The move is supported by an interactive media venture also involving the two partners and computer software giant Microsoft Corp.

The NBC/Dow Jones deal will result in a new global TV network branded "CNBC: A Service of NBC and Dow Jones," scheduled to launch January 12, 1998.

The new service's structure comprises three parts: the merger of NBC's CNBC Europe and Dow Jones' European Business News (EBN), pending the European Commission's approval; the merger of NBC's CNBC Asia and Dow Jones' Asia Business News (ABN), and the amalgamation of CNBC and Dow Jones' resources in the US.

"All four channels (ABN, EBN, CNBC Asia and Europe) were young news services losing money. This is to rectify that," admits Allan Horlick, currently president and managing director of the NBC Europe operation, which overseas both the entertainment channel NBC Europe and business news channel CNBC Europe. He says one reason for retaining the CNBC brand name is because the channel is very profitable in the U.S. "CNBC is recognized as a strong brand."

In essence, Dow Jones has relinquished its role as a satellite TV operator to NBC, but retains its role as a content provider by giving NBC worldwide rights to all Dow Jones material and resources.

In Europe, program production of the newly formed CNBC will continue at EBN's current offices located near London's financial district, while marketing, distribution and ad sales is handled in NBC's West London headquarters.

Mr.
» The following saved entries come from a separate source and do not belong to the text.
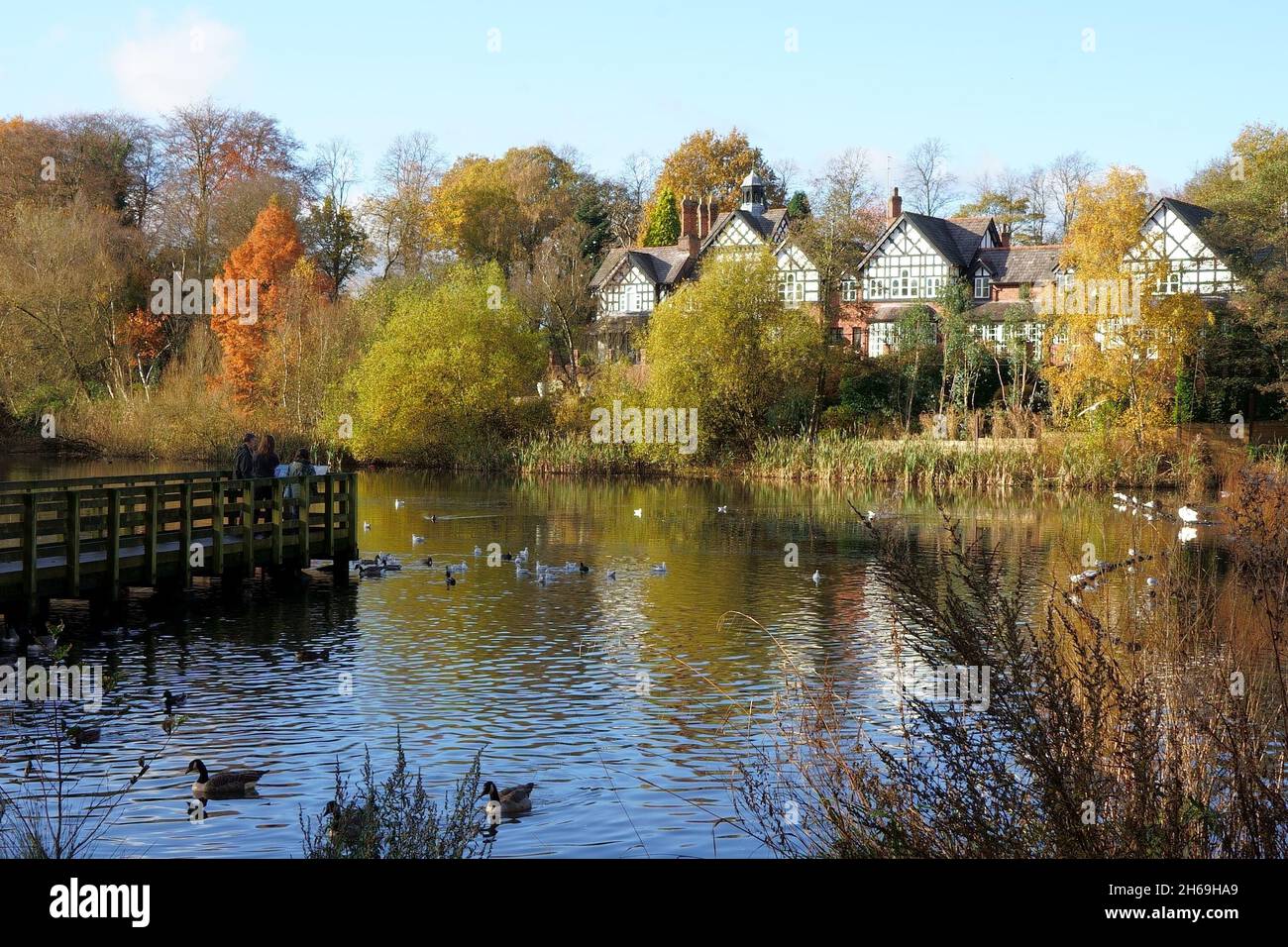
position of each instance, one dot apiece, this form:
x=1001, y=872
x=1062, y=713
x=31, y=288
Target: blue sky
x=1166, y=85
Horlick has been appointed president of the new NBC/Dow Jones joint operation. Michael Connor, EBN's managing director, has resigned, while ABN's CEO Paul France stays on as president of the joint venture in Asia.

When the new CNBC begins transmission, it plans to retain EBN and CNBC Europe's combined distribution network, creating a service available for 24 hours a day in 15 million homes, and on air part-time in another 50 million households.
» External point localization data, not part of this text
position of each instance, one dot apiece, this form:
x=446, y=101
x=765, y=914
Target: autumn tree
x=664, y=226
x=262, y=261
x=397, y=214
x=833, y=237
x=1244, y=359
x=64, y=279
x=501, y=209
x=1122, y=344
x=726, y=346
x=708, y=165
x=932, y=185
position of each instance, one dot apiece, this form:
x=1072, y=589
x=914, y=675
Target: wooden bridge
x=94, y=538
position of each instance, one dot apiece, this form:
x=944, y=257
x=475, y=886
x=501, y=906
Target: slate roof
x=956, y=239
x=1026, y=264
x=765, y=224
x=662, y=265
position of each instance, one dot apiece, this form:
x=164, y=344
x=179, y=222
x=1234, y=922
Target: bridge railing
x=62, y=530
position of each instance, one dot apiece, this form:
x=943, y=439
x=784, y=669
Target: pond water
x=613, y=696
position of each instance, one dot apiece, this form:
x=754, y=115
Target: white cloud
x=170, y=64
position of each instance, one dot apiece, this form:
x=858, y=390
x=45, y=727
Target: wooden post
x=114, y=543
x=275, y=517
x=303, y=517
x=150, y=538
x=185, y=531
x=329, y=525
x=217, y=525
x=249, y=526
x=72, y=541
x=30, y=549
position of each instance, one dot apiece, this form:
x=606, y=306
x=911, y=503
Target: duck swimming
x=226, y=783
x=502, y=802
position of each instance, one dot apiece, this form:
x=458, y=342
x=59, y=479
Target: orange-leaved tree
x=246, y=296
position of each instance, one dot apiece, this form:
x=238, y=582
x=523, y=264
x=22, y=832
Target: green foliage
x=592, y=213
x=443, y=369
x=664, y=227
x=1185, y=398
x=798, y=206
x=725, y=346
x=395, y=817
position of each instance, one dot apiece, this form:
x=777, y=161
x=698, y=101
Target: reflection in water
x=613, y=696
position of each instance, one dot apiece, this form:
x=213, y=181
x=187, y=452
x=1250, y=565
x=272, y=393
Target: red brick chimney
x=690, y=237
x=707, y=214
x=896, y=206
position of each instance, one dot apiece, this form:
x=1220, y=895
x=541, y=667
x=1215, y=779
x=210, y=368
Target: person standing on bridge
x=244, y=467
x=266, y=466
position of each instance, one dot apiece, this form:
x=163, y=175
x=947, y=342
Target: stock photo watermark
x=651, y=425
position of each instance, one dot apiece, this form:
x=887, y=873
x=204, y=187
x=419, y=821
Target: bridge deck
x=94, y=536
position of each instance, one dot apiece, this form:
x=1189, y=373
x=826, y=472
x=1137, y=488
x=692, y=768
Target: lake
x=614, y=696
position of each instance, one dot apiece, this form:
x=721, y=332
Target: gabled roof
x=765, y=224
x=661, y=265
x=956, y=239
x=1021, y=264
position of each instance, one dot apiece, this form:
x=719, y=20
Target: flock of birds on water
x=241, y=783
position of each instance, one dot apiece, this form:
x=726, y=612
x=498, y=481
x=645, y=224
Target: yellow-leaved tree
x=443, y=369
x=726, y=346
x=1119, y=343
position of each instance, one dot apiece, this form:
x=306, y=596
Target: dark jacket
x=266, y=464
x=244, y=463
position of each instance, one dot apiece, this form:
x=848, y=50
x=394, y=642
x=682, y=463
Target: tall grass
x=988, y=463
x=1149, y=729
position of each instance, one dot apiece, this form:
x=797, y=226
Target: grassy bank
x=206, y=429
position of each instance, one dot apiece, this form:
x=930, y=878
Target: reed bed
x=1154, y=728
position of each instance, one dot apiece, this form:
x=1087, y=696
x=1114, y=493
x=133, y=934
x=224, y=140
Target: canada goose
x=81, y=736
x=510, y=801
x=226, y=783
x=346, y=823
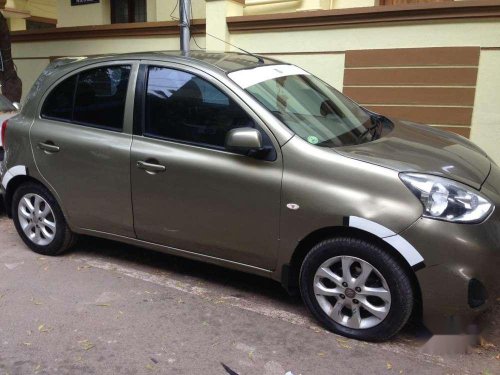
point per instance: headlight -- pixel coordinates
(447, 200)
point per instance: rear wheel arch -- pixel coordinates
(20, 180)
(290, 279)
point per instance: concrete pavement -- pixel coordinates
(109, 308)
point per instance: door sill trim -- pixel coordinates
(179, 252)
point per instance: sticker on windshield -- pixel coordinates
(312, 140)
(249, 77)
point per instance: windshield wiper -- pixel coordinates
(376, 127)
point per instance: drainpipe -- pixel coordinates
(185, 17)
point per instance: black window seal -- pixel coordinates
(140, 100)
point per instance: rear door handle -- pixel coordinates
(49, 147)
(152, 167)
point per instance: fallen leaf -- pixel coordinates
(86, 344)
(345, 346)
(485, 344)
(103, 304)
(41, 328)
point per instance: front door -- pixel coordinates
(82, 150)
(188, 192)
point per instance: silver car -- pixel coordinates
(257, 165)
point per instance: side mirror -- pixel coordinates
(244, 141)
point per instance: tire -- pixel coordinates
(49, 232)
(374, 310)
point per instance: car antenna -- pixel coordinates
(185, 14)
(260, 59)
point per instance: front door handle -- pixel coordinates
(48, 147)
(151, 167)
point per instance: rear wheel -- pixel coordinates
(356, 289)
(39, 220)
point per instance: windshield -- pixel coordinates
(316, 111)
(6, 105)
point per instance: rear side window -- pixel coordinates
(94, 97)
(59, 103)
(184, 107)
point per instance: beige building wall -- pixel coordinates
(486, 115)
(83, 15)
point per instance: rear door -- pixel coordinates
(194, 195)
(81, 142)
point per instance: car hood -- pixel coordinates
(412, 147)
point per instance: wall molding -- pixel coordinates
(352, 16)
(139, 29)
(51, 21)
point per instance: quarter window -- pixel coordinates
(95, 97)
(185, 107)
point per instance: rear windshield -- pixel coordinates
(6, 105)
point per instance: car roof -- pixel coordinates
(222, 61)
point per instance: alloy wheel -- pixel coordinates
(37, 219)
(352, 292)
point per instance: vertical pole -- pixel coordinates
(185, 19)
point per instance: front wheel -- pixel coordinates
(356, 289)
(39, 220)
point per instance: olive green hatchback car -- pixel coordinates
(257, 165)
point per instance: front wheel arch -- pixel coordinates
(290, 278)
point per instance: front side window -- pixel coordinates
(184, 107)
(94, 97)
(313, 110)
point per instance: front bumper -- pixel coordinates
(461, 276)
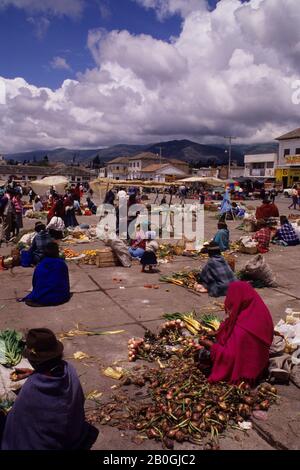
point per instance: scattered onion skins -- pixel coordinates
(168, 342)
(180, 405)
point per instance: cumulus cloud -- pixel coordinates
(230, 72)
(60, 63)
(165, 8)
(71, 8)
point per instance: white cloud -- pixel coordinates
(230, 71)
(165, 8)
(60, 63)
(71, 8)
The Asian operation of the newly formed CNBC will replace the existing CNBC Asia and Dow Jones' ABN. The merged operation is expected to be in almost 9 million homes full time, and for part of the day in another 30 million households.

Advertising sales has been restructured with New York-based Steve Harley, currently ad sales director at Dow Jones International Marketing Services, to be installed as head of CNBC International Sales. He'll work with the sales team for the merged CNBC in Asia, Europe and New York, offering clients a potential global package.
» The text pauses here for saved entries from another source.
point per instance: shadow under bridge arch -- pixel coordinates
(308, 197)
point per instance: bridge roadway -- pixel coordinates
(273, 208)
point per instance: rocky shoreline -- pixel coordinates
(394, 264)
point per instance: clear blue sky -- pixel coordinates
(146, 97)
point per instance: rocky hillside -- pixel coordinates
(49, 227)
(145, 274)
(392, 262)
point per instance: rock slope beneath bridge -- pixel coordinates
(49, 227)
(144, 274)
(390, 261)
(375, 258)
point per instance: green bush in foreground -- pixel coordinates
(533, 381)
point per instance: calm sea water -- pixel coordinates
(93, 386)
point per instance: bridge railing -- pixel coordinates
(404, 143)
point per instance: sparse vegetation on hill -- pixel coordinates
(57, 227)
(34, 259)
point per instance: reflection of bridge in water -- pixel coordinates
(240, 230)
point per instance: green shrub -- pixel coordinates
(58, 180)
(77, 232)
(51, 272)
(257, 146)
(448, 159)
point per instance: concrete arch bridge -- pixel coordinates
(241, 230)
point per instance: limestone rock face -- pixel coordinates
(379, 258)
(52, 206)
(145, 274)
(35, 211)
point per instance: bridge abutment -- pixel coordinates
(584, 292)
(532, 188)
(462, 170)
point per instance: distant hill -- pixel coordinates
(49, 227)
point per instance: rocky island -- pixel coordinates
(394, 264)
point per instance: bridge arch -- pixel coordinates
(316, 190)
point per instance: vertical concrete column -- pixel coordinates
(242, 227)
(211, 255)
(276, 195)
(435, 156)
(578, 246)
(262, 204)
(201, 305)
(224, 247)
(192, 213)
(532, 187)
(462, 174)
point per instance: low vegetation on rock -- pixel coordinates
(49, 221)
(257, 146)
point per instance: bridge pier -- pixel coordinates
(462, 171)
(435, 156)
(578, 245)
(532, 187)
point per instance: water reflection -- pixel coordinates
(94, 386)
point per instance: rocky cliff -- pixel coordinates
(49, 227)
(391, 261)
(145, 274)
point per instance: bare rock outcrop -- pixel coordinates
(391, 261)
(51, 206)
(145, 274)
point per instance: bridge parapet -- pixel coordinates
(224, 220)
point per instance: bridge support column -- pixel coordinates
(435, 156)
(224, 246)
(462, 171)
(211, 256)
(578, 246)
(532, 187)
This includes a multimedia offering that includes Dow Jones' international print brands, such The Wall Street Journal in the U.S., Europe and Asia, and the Internet site of MSNBC, originally an NBC/Microsoft joint venture.

Dow Jones is also now a minority shareholder in MSNBC and MSNBC Business Video, another Internet service offering live and archived video and audio material to mostly business subscribers.

The main casualty in Europe is the 56-member production staff of Financial Times Television, a unit of media group Pearson, which provided CNBC's programming and whose contract will be terminated in January.

Most of EBN's existing producers are expected to be retained to provide content on the new CNBC. Additionally, CNBC will have access to Dow Jones' 2,000-plus international correspondents via video links.